The light had a strange appearance when thrown on the trees and buildings and fountains, and the scene reminded me of representations of fairyland, such as we sec in the Black Crook, or in the panorama of the Pilgrim’s Progress. If some of my theatrical friends could have been there, I think they would have found some new hints for stage effects. The jewels in the great crown that surmounts the dome were sparkling very brilliantly, and I imagine that more than one individual in the crowd thought that the crown would be a nice thing to plunder. The effect of the lights when turned from you was very pleasing, but when you had to look one of them in the face it became a nuisance. They had a way of changing the colors of the lights that reflected upon the fountains so that they became by turns red, blue, green, yellow, and white, eliciting a great many murmurs of applause.
By half past nine the people began to move away, and there was a jam on all the streets that led through the Prater up to the Praterstern. Vehicles could only proceed at a walk, and even that pace could not always be maintained. I was on the top of an omnibus, and rarely have I seen so large a crowd as the one I looked upon from my post of observation. The streets from the Praterstern spread out like the arms of a fan, or more like the spokes of a wheel, and on all these streets people were about as much crowded as they could be, and there was a much larger sprinkling of women than you see in a crowd in America. Vehicles were moving as best they could, and despite the rush and the jam everybody was good natured.
Nearly up to midnight the crowd surged along from the Prater, and evidently people were in no hurry to go to bed. All Vienna seemed to be out of doors, and the beer-halls were doing an enormous business. I would not ask for a better fortune than to have a dollar for each glass of beer drank in Vienna in the twenty-four hours ending the next morning at sunrise. There were probably half a million people drinking beer on that festive day, at an average of ten glasses each.

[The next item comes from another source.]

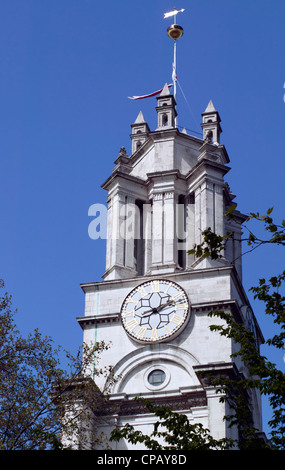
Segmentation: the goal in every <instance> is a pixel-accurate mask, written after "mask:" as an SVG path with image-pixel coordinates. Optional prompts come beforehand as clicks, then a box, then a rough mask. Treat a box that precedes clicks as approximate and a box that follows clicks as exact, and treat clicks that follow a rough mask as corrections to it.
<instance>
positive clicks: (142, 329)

As an illustration of European customs, I will relate an incident of my stay in Vienna:
One day, three American ladies were in the Exposition building, and attracted the attention of a couple of strangers, one an Austrian officer, and the other a Russian of considerable distinction in his own home. The freedom of their manners, so natural to American women, was misinterpreted, and the gentlemen made themselves obnoxious by following them wherever they went, and, finally, by speaking to them, and offering to be their escort.